In a season of vast personnel turnover for the Seahawks, that’s particularly true for the younger players who have been thrust into key roles. Players such as Moore, who had a 54-yard reception in addition to his touchdown, and cornerback Tre Flowers, whose third-down tackle of D.J. Moore thwarted Carolina’s drive toward a go-ahead touchdown.

“A lot of it is learning, a lot of it is belief,’’ Wagner said. “The older guys have been here and seen some very, very crazy things happen. It’s one thing to try to tell the young guys that, and it’s another thing for them to experience it.

“I think as they’ve experience it, they grow from it. Now we have our knowledge mixed with their experience, and you see us pulling the game out.”

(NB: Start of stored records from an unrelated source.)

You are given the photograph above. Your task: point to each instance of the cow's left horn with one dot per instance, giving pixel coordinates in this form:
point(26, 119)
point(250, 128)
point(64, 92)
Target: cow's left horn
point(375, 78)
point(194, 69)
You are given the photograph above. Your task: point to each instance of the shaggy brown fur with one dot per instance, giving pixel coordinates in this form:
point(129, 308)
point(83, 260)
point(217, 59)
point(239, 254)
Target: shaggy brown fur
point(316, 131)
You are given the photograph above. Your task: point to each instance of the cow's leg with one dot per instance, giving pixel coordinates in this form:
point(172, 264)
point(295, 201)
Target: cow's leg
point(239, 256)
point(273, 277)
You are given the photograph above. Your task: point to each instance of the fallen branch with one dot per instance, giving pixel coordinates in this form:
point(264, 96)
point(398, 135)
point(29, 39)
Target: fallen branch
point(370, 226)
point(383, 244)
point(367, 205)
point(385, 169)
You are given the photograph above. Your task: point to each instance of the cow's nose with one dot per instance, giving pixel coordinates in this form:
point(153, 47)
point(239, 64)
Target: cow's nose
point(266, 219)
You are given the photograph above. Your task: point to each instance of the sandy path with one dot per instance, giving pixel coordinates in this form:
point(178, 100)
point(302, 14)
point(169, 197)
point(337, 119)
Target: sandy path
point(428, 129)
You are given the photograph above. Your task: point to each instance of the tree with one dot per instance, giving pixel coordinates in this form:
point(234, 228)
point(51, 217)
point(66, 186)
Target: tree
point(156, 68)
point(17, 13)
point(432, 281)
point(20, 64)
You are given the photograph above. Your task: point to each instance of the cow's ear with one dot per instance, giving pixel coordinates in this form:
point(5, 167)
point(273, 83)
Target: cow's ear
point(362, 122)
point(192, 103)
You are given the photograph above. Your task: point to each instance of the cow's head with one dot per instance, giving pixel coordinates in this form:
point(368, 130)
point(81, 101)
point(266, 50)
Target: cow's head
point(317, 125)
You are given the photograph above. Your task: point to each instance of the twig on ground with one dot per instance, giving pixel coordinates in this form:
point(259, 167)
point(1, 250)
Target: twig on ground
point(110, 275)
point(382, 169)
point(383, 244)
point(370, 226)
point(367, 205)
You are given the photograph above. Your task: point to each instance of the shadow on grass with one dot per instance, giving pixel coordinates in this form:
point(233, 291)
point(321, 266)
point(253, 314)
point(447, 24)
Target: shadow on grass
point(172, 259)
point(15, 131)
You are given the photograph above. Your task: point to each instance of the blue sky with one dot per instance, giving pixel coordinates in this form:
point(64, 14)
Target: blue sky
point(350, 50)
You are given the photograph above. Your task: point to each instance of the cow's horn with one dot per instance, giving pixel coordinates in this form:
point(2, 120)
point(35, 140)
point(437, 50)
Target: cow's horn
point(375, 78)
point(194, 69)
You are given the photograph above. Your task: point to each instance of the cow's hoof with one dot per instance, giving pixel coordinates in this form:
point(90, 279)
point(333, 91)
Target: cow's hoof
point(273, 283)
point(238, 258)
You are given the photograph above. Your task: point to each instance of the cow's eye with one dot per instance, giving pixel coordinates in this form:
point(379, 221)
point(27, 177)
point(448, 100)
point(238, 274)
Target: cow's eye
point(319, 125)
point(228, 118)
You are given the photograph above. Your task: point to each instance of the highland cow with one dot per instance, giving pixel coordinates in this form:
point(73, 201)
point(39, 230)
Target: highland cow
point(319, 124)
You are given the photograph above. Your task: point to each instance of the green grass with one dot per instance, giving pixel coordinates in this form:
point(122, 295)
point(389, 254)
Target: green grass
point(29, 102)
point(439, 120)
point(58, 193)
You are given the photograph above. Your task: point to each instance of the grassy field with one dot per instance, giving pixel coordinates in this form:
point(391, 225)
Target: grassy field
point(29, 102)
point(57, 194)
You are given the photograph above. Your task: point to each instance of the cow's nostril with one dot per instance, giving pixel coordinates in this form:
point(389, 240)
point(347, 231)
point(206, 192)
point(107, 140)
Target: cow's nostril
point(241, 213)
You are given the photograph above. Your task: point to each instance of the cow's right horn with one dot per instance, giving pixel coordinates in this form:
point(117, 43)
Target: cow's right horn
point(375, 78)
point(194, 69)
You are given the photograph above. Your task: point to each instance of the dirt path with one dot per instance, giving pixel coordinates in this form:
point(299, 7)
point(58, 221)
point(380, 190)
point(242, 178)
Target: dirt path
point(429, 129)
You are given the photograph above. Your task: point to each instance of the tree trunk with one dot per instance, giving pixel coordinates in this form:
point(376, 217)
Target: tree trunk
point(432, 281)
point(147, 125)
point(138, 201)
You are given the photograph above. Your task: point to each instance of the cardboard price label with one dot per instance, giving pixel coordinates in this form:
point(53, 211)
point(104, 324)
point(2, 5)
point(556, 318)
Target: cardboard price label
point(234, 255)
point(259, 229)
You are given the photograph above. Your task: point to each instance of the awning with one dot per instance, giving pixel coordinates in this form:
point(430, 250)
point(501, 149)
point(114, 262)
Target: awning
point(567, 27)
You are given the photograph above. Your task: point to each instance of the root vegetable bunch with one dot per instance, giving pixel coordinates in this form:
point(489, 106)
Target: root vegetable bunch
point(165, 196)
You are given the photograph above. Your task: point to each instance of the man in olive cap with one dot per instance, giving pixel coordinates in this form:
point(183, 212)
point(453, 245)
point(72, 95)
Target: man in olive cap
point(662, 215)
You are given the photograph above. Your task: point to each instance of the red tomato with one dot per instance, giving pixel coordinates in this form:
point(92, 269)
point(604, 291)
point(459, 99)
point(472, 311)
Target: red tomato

McDougald added wryly, “I definitely feel we’re learning how to finish, but I want us to learn how to start now. If we can just learn how to start the game stronger, we’ll be even more dominant, because I feel like each game, as the game goes on, we get stronger. As the game goes on, we get better. We hone in on how they’re attacking us, we figure it out and shut it down. We just need to figure it out coming out initially.”

Right now, those are good problems to have, a winner’s lament, the perfectionist tendency of a team suddenly oozing confidence.

“It’s high. It should be high,’’ said Wagner.

“I think everyone sees it, not only in this place, but also outside of us,’’ said Lockett.

Coach Pete Carroll still laments the games that got away from Seattle, particularly the first two, before the Seahawks locked into their run-first mentality. But he also is thrilled by the way their fortunes have turned.

“The margin early, those first couple of games, the games we gave away, the margin, the experience, the right choice at the right time could have made a difference for sure,’’ Carroll said. “But we kind of had to struggle through that a little.”

And now, the Seahawks’ rugged schedule eases a bit down the stretch, with four of the last five games at home and three against teams having miserable seasons. Wilson says they’ve became a team in the image of one of his heroes, Michael Jordan, in that they want the ball at the end with the game on the line.

“We’ve got a long way to go,’’ Carroll cautioned. “But we’re alive.”